What i would not do is put bleach on the cloths, cut up socks and loads the car up with dirty pots.

Fucking hell, some of you on here are unhinged. "bunny bolier springs to mind"

PocPoc · 26/01/2012 16:24

This reply has been deleted

Message withdrawn at poster's request.

ShirleyForAllSeasons · 26/01/2012 16:24

I think he's jolly good at making cheese toasties and also like walks in the rain. He might like pina colada's - but that wouldn't be enough for me.

Now to work on Kewcumbers challenge...Could the jealousy come into play because she got a nice dinner or something? I don't THINK I was jealous but I could always pretend.

MrSpoc · 26/01/2012 16:24

ABatInBunkFive - why didnt you look before you squatted?

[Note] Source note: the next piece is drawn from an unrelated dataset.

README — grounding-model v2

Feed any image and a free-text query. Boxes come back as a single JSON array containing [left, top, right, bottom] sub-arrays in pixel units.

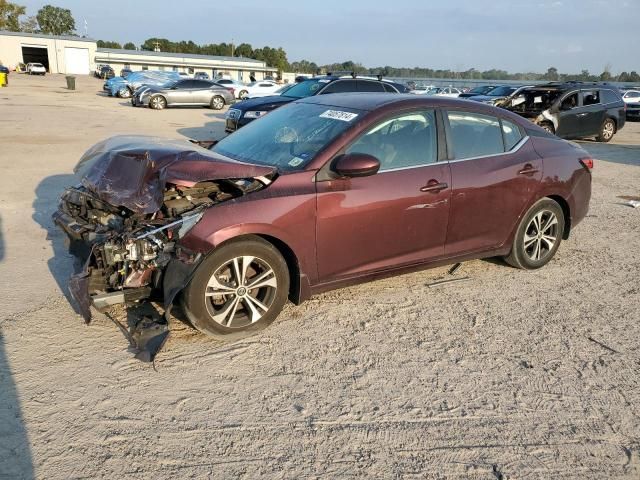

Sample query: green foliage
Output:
[[0, 0, 27, 32], [36, 5, 76, 35], [96, 40, 122, 49]]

ABatInBunkFive · 26/01/2012 16:24

The black eye thing is OK, IMO, only as long as she told it when he was present and therefore able to put the audience straight immediately so they were all in on the joke.

This.

StripeyScarf · 26/01/2012 16:24

If I wasn't happy with his lifestyle choices, and they are his choices, I would find someone more compatible

Not really difficult is it

I don't do violence or demands and wouldn't expect anyone to do it to me , after all we are both adults

ABatInBunkFive · 26/01/2012 16:25

Mrspoc - why should i have to?

LyingWitchInTheWardrobe2726 · 26/01/2012 16:26

I don't think you're overreacting, OP. Your MIL is 'of an era' perhaps, but your husband certainly isn't - and he knows how angry you were the previous time. My husband is also a product of 'the era' but he will do things if asked/nagged. He needs to be told though, which annoys me.

I think you'll have to firstly set your MIL straight. It's not right that she thinks you're angry with her - even if you are a bit. Your anger is directed at your husband and rightly so. You need to tell her that everybody's marriage/relationship is different and just because she likes to let the menfolk sit and not help, that doesn't mean you should accept that in your lifestyle.

Ask her, nicely, to let you manage your husband in your own way - she has her own husband to 'take care of' if she chooses - you want to do things differently, you work long hours too - and she needs to respect that.

Straight talking with your MIL is the first step - she nees to understand where you're coming from and even if she can't understand it, she needs to accept that's the way it is.

As far as your husband is concerned... he needs a line drawing in the sand. First though, you need to decide where that line is and what the consequences will be if he doesn't pull his weight. It's not fair and he's well aware that it upsets you.

MrSpoc · 26/01/2012 16:26

PocPoc - have you actually read what the Op has done?